Curitiba – Em que pesem as brigas de liminares e os protestos de servidores públicos dentro e fora da Assembleia Legislativa (AL) do Paraná, o governador Beto Richa (PSDB) mais uma vez não teve dificuldade de aprovar um projeto polêmico de sua autoria. Mais: a iminente sanção da Lei de Diretrizes Orçamentárias (LDO) de 2017, prevendo a suspensão, por tempo indeterminado, da data-base do funcionalismo, evidencia um controle ainda maior do Palácio Iguaçu sobre a bancada aliada no Parlamento. O texto passou em redação final na última quinta-feira (24), por 33 votos a 11, devendo ser incorporado à legislação nesta segunda-feira (28).

Mesmo que quatro oposicionistas tenham se recusado a participar da sessão extraordinária que ratificou a revogação da reposição salarial – Requião Filho (PMDB), Tadeu Veneri (PT), Péricles de Mello (PT) e Nereu Moura (PMDB) –, o resultado é mais emblemático do que o verificado há um ano e sete meses, durante o chamado "Massacre no Centro Cívico". Naquele 29 de abril de 2015, quando houve o confronto entre Polícia Militar (PM) e professores na Praça Nossa Senhora de Salete, 20 parlamentares contrariaram a orientação de Beto e se recusaram a referendar a reforma na Paranaprevidência.

Dentre os que mudaram de lado estão Adelino Ribeiro (PSL), Marcio Pauliki (PDT) e Pastor Edson Praczyk (PRB), até então apresentados como "independentes". Já Gilberto Ribeiro (PSB) e Palozi (PSC), que tenderiam a apoiar os trabalhadores, não participaram da plenária definitiva. O mesmo aconteceu com o prefeito eleito de Cascavel (Oeste), Paranhos (PSC), que registrou posicionamento favorável ao adiamento do reajuste no primeiro turno, e com Evandro Jr. (PSDB), contrário ao substitutivo da LDO. O tucano, contudo, informou ao líder do governo, Luiz Cláudio Romanelli (PSB), que "se enganou" e que pretendia aprovar o texto.

Para o cientista político Márcio Carlomagno, da Universidade Federal do Paraná (UFPR), a perda de popularidade do governador não acarretou em nenhuma mudança na maneira como ele se relaciona com o Legislativo.
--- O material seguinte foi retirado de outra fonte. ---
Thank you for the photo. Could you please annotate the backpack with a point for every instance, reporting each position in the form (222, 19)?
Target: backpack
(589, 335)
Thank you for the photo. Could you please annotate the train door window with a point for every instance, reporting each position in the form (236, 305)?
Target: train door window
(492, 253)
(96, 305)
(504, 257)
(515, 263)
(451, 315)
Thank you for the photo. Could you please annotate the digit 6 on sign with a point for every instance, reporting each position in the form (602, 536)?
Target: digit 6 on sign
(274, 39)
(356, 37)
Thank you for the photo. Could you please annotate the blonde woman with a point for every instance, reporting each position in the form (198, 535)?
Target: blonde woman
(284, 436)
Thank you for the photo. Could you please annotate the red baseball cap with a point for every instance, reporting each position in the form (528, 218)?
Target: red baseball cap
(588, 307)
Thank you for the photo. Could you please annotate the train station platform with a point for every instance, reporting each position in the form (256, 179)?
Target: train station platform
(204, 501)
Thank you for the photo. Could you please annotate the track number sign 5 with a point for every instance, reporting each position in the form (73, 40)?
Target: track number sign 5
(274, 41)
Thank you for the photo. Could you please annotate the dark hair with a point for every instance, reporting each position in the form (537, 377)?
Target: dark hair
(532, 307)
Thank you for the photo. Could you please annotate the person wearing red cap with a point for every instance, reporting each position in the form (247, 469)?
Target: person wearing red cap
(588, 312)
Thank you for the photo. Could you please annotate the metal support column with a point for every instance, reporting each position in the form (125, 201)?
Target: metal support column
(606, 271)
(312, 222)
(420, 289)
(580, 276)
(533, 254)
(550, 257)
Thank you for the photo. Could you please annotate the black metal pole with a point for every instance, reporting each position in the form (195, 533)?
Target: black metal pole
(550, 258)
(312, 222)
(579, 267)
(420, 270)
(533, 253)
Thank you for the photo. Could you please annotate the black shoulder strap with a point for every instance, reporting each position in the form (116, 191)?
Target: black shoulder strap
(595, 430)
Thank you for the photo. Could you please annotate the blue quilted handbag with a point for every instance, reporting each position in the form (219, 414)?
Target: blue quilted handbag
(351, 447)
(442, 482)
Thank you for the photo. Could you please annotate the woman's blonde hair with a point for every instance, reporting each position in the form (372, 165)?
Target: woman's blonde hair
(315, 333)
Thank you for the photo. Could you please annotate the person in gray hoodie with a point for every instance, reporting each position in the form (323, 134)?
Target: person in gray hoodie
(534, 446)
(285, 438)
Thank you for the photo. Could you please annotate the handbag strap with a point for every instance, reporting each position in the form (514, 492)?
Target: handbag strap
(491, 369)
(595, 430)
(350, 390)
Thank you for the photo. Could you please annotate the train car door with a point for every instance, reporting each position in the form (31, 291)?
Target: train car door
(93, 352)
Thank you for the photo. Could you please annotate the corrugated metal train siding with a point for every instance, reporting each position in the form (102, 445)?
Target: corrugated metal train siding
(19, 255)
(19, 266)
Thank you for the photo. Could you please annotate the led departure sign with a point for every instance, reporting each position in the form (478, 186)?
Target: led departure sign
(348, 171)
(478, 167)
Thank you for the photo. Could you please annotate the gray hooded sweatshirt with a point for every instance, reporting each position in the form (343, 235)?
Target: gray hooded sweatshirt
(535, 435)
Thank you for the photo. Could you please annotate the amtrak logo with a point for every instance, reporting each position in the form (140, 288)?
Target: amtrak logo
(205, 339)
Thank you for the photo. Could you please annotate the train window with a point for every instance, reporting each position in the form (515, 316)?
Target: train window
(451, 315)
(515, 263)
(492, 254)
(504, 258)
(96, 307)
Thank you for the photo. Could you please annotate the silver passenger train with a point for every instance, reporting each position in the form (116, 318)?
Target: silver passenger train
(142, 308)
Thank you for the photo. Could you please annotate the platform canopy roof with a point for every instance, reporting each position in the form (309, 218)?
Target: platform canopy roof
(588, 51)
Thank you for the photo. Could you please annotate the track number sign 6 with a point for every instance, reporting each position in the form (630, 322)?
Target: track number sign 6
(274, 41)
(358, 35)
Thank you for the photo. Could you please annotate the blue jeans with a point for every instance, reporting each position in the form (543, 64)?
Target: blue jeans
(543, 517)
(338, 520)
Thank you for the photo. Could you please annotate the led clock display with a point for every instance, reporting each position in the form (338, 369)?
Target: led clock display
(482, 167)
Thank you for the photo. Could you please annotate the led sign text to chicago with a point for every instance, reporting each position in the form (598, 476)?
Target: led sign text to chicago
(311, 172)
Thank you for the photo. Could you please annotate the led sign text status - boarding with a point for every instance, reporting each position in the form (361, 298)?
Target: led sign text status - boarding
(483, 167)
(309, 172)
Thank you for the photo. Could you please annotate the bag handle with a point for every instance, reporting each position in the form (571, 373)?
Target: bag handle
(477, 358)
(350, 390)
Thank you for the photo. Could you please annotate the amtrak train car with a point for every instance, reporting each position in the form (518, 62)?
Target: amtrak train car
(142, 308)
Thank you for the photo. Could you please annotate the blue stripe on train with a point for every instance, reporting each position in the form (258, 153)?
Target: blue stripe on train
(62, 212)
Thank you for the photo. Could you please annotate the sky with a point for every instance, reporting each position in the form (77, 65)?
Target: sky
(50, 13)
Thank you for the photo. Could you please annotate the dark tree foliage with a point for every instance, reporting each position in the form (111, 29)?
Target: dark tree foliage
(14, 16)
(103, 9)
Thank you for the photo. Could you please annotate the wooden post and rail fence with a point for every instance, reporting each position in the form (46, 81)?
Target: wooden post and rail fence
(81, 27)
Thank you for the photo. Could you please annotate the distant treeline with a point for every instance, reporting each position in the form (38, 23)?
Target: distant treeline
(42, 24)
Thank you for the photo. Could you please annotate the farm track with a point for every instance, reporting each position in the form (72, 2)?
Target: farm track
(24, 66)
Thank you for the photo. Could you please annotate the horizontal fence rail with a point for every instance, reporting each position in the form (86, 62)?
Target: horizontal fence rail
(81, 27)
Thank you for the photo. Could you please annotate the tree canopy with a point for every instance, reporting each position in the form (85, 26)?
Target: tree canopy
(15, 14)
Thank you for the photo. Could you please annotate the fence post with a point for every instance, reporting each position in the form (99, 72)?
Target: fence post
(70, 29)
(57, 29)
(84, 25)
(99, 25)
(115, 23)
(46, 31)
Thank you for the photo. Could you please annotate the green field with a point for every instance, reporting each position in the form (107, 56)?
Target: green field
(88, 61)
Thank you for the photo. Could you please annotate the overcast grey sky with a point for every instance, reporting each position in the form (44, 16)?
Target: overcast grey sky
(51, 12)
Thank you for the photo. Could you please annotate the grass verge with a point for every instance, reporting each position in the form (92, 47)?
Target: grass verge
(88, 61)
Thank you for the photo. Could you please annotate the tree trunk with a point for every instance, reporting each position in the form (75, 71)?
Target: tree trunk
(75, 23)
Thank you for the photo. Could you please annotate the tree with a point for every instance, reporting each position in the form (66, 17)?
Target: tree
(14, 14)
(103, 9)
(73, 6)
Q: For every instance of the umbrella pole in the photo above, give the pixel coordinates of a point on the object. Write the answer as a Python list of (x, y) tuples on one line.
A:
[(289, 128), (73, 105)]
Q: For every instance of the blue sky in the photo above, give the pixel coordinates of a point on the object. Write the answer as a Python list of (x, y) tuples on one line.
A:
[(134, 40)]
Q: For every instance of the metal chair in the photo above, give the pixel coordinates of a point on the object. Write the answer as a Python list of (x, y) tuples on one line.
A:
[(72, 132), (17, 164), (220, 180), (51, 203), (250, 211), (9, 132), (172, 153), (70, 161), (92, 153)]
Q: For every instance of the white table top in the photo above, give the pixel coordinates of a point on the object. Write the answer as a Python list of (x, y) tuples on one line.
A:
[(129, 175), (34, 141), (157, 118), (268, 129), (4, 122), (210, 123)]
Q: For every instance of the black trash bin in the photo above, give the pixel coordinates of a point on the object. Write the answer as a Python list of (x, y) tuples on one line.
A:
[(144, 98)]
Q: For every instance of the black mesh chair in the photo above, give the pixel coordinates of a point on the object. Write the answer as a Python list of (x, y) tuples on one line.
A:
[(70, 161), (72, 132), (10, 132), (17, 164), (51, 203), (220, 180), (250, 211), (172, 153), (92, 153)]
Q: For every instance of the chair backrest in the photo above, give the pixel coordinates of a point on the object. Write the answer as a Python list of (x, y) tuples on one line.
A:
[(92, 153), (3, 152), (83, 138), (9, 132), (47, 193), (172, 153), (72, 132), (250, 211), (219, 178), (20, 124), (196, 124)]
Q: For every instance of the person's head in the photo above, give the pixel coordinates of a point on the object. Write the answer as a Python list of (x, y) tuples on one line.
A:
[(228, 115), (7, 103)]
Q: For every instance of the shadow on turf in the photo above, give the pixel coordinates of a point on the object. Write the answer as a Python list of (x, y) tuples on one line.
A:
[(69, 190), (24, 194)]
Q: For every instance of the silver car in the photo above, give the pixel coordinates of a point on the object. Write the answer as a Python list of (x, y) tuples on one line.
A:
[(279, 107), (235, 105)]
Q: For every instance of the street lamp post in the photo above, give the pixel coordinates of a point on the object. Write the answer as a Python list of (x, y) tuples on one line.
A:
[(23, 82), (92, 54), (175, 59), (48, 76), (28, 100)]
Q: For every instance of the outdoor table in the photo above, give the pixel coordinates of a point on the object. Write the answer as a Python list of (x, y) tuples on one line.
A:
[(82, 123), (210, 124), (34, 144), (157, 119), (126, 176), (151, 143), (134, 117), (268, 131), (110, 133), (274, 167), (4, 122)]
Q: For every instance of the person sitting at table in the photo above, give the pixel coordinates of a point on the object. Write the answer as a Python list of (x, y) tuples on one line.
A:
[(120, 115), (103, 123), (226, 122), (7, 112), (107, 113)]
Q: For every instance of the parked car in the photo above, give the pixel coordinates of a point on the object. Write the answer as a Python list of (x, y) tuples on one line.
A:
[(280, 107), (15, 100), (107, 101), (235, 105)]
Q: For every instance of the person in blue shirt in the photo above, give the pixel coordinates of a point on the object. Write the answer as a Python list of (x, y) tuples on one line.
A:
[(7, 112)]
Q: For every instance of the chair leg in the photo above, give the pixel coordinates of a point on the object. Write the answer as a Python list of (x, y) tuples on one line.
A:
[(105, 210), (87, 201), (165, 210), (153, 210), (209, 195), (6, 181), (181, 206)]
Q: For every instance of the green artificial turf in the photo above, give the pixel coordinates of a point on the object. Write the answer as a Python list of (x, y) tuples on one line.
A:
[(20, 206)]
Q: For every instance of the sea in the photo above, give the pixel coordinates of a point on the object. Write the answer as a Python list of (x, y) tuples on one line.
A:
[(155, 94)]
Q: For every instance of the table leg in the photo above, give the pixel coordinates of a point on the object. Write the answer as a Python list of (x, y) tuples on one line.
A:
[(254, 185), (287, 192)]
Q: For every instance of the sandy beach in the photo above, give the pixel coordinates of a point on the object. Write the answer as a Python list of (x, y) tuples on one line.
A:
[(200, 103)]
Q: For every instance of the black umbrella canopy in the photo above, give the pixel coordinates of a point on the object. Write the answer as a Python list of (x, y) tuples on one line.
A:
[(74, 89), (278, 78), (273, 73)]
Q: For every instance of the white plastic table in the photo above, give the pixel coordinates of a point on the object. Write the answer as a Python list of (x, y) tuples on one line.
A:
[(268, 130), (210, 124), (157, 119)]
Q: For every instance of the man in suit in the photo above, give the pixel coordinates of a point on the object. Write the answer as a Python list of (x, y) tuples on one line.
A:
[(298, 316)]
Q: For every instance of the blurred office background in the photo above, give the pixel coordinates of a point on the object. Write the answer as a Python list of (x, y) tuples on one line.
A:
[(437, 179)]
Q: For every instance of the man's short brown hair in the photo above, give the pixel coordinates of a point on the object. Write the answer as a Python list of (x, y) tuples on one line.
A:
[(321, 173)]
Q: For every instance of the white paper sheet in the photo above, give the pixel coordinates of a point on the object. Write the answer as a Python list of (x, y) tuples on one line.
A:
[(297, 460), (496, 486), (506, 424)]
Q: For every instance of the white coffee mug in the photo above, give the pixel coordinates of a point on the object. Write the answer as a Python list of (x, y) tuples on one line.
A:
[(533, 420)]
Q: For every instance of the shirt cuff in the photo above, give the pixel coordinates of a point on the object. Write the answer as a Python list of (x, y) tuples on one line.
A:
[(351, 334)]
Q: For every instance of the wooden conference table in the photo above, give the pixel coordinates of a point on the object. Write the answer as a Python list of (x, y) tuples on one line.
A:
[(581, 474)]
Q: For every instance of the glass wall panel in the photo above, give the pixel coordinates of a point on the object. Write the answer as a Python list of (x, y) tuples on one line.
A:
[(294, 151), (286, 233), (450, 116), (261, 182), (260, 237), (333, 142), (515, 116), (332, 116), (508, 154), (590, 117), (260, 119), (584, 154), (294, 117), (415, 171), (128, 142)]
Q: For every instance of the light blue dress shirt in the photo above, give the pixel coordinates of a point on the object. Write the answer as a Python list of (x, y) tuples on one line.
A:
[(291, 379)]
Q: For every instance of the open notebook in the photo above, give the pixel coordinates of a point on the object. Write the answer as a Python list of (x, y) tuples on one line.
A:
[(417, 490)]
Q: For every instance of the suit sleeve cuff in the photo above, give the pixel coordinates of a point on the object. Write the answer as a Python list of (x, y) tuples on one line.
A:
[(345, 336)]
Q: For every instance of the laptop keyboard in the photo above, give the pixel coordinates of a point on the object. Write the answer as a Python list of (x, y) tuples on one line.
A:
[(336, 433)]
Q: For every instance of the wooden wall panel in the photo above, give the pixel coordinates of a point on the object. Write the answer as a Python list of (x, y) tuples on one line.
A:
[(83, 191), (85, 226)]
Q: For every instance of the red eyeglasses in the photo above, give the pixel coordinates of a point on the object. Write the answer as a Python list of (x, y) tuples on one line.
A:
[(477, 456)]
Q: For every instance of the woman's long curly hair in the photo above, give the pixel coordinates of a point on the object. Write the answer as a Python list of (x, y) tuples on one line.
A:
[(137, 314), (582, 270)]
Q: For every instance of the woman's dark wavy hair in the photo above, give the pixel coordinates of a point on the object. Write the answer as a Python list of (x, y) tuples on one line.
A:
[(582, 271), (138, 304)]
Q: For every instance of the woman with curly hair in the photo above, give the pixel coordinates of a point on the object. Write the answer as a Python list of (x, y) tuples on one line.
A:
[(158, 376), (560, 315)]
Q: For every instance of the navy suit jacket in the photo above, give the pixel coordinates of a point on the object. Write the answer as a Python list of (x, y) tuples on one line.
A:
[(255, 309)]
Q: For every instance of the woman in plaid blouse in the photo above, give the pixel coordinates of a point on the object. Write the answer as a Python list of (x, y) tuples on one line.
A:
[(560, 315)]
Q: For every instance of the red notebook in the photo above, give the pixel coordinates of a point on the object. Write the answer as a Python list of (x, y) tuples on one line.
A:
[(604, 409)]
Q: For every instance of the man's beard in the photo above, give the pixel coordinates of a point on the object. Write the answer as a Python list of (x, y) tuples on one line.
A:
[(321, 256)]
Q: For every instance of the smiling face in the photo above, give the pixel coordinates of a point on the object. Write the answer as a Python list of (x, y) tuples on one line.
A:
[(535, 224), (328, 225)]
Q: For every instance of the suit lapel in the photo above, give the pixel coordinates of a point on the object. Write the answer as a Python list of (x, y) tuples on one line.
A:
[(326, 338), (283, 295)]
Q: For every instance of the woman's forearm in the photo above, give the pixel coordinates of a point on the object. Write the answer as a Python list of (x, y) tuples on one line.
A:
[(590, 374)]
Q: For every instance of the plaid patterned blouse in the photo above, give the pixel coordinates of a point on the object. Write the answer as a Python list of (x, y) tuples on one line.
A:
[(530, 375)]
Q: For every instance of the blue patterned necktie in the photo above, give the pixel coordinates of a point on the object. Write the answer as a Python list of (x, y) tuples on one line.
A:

Reeleito em primeiro turno com 55,7% dos votos válidos em 2014, Beto hoje possui uma taxa de aprovação de 18%, segundo a pesquisa mais recente do Ibope, divulgada em setembro.

"Se a gente fizer um paralelo com o governo da [ex-presidente] Dilma [Rousseff], a diminuição da aceitação da opinião pública foi aliada a uma queda na base de apoio dela. No caso do Richa não. Mesmo existindo fatos que agravaram uma queda no aceite, ou um aumento na rejeição, isso parece não ter afetado o modo como ele gerencia a coalizão", avaliou. "Muitos estudos se focam na questão do presidencialismo de coalizão, mas a mesma lógica vale para estados e municípios. É preciso que o chefe do Executivo construa uma base e saiba negociar. O que a gente percebe nessas votações é que ele [Beto] continua sendo um bom gestor de sua base", completou.

Além da "habilidade política", Carlomagno citou o fato de não existir, em nível estadual, uma cobrança tão grande por parte da população em relação ao comportamento dos governantes e parlamentares. Somente servidores diretamente atingidos pela medida ou sindicalistas estiveram na Assembleia na semana que passou. "Falta aquilo que a gente chama de accountability, que é a responsabilização e a transparência dos deputados estaduais, para que votem contra o governador. Como não há essa cobrança, eles se sentem mais livres para tomar decisões que são contrárias à opinião pública".